Hay tres cosas que sí pueden marcar una diferencia: un segundo estímulo, contener la ola de embargos de casas encontrándole una solución a aproximadamente el 25% de las hipotecas cuyo valor supera el de la vivienda y reformular nuestro sistema financiero para poner riendas a los bancos.

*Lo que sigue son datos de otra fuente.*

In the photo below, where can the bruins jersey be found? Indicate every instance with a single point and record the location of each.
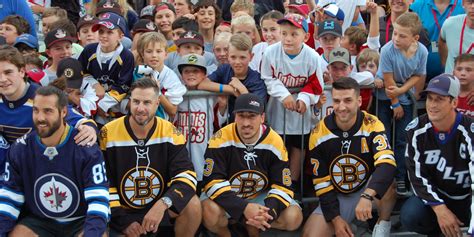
(235, 172)
(141, 171)
(344, 161)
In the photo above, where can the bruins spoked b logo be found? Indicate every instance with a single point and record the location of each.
(348, 173)
(141, 186)
(248, 183)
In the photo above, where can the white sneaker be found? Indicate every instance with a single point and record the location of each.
(382, 229)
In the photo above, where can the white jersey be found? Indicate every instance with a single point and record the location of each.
(280, 73)
(198, 127)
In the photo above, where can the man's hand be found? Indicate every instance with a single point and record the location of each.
(398, 112)
(87, 135)
(341, 228)
(300, 107)
(134, 229)
(448, 222)
(289, 103)
(153, 217)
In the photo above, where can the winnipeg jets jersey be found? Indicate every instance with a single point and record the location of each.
(280, 73)
(441, 165)
(62, 183)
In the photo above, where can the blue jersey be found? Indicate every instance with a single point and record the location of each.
(63, 183)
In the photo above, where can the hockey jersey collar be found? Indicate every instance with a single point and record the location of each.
(330, 121)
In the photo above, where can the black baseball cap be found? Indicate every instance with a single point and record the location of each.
(71, 69)
(249, 103)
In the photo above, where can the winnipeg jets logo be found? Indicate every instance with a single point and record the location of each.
(56, 196)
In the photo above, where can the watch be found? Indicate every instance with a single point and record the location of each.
(167, 201)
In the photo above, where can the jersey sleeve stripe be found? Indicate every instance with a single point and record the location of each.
(15, 197)
(9, 210)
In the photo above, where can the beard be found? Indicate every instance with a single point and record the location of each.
(49, 130)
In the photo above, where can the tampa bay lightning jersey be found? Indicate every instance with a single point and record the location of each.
(64, 183)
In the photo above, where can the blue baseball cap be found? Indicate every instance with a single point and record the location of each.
(111, 21)
(444, 84)
(27, 39)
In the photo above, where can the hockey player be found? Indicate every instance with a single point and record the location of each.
(247, 175)
(439, 160)
(352, 165)
(150, 174)
(58, 187)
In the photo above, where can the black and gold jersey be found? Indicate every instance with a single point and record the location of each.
(345, 161)
(141, 171)
(236, 172)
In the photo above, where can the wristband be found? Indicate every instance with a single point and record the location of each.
(367, 196)
(396, 105)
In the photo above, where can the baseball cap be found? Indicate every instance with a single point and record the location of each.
(148, 11)
(444, 84)
(303, 9)
(296, 20)
(334, 11)
(192, 60)
(330, 27)
(86, 20)
(56, 36)
(111, 21)
(71, 69)
(27, 39)
(144, 25)
(249, 103)
(108, 6)
(190, 37)
(340, 54)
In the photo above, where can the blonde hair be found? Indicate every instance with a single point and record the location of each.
(241, 42)
(243, 5)
(145, 40)
(410, 20)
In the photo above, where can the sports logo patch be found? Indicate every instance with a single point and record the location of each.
(56, 196)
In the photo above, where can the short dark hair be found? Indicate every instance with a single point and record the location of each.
(346, 83)
(51, 90)
(185, 23)
(145, 83)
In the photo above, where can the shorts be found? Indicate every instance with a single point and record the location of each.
(347, 205)
(295, 141)
(50, 227)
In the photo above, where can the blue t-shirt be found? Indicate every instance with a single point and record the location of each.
(253, 82)
(424, 9)
(392, 60)
(18, 7)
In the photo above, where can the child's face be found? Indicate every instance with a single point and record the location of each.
(181, 7)
(223, 28)
(239, 60)
(464, 71)
(271, 31)
(154, 55)
(177, 33)
(292, 38)
(402, 37)
(59, 51)
(338, 70)
(188, 48)
(221, 51)
(192, 76)
(109, 39)
(369, 66)
(329, 42)
(163, 19)
(9, 32)
(87, 36)
(206, 18)
(245, 29)
(48, 21)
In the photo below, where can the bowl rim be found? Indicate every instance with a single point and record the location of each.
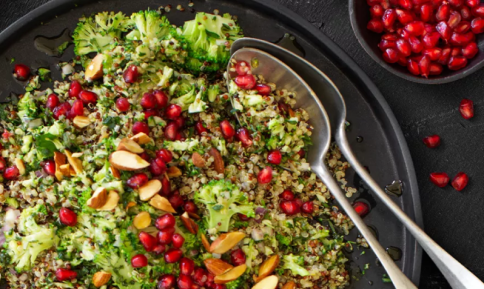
(357, 31)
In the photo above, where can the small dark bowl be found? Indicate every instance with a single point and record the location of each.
(360, 15)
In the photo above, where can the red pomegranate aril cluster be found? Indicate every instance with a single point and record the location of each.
(426, 36)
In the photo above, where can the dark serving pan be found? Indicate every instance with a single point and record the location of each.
(383, 149)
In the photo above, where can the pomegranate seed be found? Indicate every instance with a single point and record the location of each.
(138, 261)
(21, 71)
(173, 255)
(457, 62)
(307, 207)
(149, 242)
(131, 74)
(186, 266)
(439, 179)
(403, 16)
(290, 207)
(166, 282)
(237, 257)
(61, 110)
(49, 167)
(245, 81)
(228, 130)
(140, 127)
(52, 101)
(164, 236)
(173, 111)
(412, 66)
(65, 274)
(415, 28)
(287, 195)
(87, 96)
(376, 11)
(200, 276)
(460, 181)
(265, 175)
(75, 88)
(242, 67)
(67, 217)
(390, 55)
(122, 104)
(466, 108)
(190, 207)
(361, 208)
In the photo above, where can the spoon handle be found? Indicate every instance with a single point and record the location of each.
(456, 274)
(400, 281)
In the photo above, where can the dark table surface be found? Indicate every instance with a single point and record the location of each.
(453, 219)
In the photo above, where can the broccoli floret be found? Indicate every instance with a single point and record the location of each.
(99, 33)
(295, 264)
(222, 200)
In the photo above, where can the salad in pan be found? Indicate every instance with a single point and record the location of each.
(133, 171)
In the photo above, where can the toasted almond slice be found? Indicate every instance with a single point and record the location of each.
(218, 161)
(141, 138)
(81, 121)
(111, 203)
(75, 163)
(59, 160)
(205, 243)
(127, 161)
(230, 275)
(20, 166)
(217, 266)
(98, 198)
(95, 69)
(226, 242)
(129, 145)
(289, 285)
(148, 190)
(161, 203)
(173, 172)
(142, 220)
(267, 283)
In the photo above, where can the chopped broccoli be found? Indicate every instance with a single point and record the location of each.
(295, 264)
(222, 200)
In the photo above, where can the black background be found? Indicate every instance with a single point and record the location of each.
(453, 219)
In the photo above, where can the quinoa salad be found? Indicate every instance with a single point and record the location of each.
(133, 171)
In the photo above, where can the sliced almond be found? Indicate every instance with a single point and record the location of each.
(205, 243)
(218, 161)
(95, 69)
(141, 138)
(226, 242)
(161, 203)
(230, 275)
(20, 166)
(81, 121)
(100, 278)
(98, 198)
(289, 285)
(127, 161)
(198, 160)
(217, 266)
(130, 145)
(111, 202)
(267, 283)
(59, 160)
(75, 163)
(142, 220)
(148, 190)
(173, 172)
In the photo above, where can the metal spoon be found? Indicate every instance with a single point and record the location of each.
(279, 73)
(458, 276)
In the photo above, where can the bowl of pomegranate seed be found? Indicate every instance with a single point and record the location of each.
(425, 41)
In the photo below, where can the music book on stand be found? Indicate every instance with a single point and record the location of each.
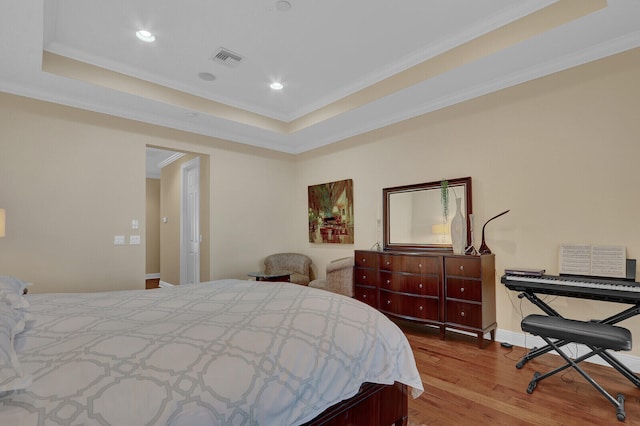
(525, 272)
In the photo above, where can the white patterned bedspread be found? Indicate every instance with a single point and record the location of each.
(228, 352)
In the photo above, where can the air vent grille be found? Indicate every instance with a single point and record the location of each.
(226, 57)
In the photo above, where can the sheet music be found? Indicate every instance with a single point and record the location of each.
(598, 261)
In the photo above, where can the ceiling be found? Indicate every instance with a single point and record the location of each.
(348, 67)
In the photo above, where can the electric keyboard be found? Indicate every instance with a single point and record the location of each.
(612, 290)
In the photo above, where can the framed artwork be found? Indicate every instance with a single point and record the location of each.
(331, 212)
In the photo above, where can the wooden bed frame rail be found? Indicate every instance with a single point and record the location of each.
(373, 405)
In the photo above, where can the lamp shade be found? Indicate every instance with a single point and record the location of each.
(3, 217)
(440, 228)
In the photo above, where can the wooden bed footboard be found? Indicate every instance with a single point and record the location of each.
(373, 405)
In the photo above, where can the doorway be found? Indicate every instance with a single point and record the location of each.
(178, 214)
(190, 237)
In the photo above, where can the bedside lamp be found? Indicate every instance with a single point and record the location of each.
(3, 217)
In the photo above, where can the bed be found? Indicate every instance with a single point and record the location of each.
(223, 352)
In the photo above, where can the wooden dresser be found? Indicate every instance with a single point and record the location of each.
(444, 290)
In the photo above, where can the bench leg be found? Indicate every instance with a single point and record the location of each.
(618, 403)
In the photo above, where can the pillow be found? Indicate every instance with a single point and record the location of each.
(12, 376)
(7, 282)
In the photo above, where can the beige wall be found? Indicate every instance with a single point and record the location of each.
(70, 180)
(561, 152)
(153, 226)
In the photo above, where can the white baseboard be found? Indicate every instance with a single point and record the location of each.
(530, 341)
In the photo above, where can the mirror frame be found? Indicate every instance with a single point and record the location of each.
(409, 246)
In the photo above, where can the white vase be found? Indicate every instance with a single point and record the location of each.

Hubo un momento hace un año cuando Obama, con su enorme capital político, tal vez habría podido llevar a buen puerto esta ambiciosa agenda y, tomando estos éxitos como base, podría haber intentado luego resolver los otros problemas de Estados Unidos. Pero la furia que generó el rescate, la confusión entre el rescate (que no relanzó el préstamo, tal como se suponía) y la desilusión por las crecientes pérdidas de empleos han reducido marcadamente su espacio de maniobra.

De hecho, hay señales de escepticismo incluso respecto de si Obama podrá sacar adelante sus bienvenidos y demorados esfuerzos por poner límites a los bancos demasiado grandes para quebrar y a su imprudente toma de riesgo. Sin eso, lo más probable es que la economía afronte otra crisis en un futuro no tan distante.

A la mayoría de los norteamericanos, sin embargo, lo que más les preocupa es la crisis de hoy, no la de mañana. Se espera que el crecimiento en los próximos dos años sea tan anémico que apenas podrá crear empleos suficientes para quienes entran en la fuerza laboral, mucho menos devolver el desempleo a un nivel aceptable.

Los mercados sin restricciones pueden haber causado esta calamidad, y los mercados por sí mismos no nos sacarán de ella, al menos en el corto plazo. Es necesaria la acción del Gobierno, y eso exigirá un liderazgo político efectivo y convincente.

Joseph E. Stiglitz fue premio Nobel de Economía en 2001. (c) Project Syndicate, 2010. Traducción de Claudia Martínez.